Human iPSC-derived astrocytes from Rett Syndrome patients had a detrimental effect on WT iPSC-derived interneuron morphology, but healthy iPSC-derived astrocytes had a positive impact on Rett Syndrome iPSC-derived interneurons, compared to cultures with Rett Syndrome astrocytes. This further highlights the impact astrocytes can have on neurons in disease.
Reintroduction of MeCP2 specifically into astrocytes ameliorates symptoms in MeCP2 null mice. Additionally, astrocyte conditioned media has a beneficial effect on MeCP2-/- murine neurons, improving their dendritic length.
This shows that it is possible to reduce some of the negative effects in Rett Syndrome models by targeting astrocytes. In conjunction with other therapies it could be that treatments targeting astrocytes would result in a positive effect.
Conclusion
It has been shown that astrocytes have a role to play in Rett Syndrome and their function in this disease is worth studying. In order to generate the most translational data possible it is important to consider multiple cell types when studying neurological disease.

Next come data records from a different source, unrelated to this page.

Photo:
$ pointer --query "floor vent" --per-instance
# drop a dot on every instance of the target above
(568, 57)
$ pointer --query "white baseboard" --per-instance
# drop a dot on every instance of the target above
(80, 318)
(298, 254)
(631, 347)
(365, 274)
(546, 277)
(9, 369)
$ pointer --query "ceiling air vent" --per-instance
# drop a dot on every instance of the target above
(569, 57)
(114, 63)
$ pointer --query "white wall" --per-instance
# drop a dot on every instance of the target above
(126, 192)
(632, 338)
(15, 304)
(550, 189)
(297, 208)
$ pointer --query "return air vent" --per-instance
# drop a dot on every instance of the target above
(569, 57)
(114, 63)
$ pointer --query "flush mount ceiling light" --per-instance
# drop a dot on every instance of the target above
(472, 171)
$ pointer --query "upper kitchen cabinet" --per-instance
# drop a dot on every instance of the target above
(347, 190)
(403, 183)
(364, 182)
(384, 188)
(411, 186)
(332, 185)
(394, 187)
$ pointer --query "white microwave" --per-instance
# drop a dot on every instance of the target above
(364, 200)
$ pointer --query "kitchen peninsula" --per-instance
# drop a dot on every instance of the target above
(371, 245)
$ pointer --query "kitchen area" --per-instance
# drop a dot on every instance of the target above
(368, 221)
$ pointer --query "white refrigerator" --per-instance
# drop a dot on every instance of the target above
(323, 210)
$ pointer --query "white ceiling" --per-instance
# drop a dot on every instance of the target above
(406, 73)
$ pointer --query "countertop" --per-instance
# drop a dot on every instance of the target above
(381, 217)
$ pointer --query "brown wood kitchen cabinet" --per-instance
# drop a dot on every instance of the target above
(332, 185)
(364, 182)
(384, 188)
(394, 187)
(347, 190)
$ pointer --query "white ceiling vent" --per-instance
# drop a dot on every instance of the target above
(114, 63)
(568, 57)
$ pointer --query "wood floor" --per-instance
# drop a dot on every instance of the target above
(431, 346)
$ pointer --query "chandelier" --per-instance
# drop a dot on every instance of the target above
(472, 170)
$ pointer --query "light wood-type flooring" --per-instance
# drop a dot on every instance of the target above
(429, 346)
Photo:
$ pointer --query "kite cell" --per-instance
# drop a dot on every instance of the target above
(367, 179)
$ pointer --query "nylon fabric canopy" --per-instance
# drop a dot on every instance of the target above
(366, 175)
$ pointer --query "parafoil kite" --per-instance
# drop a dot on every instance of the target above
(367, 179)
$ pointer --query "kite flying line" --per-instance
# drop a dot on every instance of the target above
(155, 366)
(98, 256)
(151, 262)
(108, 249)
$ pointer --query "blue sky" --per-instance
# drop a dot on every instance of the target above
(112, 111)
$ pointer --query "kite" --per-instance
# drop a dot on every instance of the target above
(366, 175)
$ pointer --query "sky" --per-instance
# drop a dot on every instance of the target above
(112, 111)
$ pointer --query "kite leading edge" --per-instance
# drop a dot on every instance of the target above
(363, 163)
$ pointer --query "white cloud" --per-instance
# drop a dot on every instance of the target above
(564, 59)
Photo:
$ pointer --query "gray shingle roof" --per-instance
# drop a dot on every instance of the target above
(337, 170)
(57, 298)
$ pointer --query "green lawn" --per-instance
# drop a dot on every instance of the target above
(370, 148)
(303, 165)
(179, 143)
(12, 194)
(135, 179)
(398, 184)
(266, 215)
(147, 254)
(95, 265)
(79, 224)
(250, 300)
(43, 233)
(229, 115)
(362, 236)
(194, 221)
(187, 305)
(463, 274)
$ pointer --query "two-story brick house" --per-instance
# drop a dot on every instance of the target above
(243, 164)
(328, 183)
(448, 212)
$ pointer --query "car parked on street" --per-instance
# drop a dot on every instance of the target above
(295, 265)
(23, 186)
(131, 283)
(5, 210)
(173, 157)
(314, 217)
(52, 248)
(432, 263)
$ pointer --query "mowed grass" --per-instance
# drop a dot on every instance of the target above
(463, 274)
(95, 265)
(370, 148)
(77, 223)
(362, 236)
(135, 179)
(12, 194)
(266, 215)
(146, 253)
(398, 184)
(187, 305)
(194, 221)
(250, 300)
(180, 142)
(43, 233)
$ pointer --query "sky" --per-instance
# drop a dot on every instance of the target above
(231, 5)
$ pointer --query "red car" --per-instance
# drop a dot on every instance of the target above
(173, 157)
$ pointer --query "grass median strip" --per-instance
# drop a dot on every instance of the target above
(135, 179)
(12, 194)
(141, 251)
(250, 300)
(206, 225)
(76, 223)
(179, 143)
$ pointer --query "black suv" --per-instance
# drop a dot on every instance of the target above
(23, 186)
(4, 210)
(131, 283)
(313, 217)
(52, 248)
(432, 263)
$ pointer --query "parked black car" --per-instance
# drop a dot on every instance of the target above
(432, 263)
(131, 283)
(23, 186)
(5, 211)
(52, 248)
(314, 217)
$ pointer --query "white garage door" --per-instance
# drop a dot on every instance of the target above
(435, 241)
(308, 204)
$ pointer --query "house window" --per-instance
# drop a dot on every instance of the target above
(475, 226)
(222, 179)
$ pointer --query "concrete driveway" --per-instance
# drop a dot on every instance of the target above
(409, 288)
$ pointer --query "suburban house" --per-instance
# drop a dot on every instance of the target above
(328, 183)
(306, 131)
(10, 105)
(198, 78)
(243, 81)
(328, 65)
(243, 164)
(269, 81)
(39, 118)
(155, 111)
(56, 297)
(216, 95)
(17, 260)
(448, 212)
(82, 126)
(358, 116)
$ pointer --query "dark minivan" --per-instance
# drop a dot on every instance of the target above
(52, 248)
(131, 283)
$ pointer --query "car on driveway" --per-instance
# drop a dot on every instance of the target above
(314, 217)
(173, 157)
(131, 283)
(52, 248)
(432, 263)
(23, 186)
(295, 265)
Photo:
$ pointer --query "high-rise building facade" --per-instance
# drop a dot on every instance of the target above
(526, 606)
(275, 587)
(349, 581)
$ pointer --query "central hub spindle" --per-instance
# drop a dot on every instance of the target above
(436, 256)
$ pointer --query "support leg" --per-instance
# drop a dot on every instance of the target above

Induced pluripotent stem cells provide us with the potential to generate vast amounts of different human cells which would previously have been very difficult to obtain. This means we can create cell-based models of neurological diseases without resorting to using animal cells or the limited supply of primary human brain cells. Human iPSC-derived cells offer translational models with low variability and increased consistency which have the potential to help us discover novel treatments and improve the understanding of Rett Syndrome and other neurological diseases.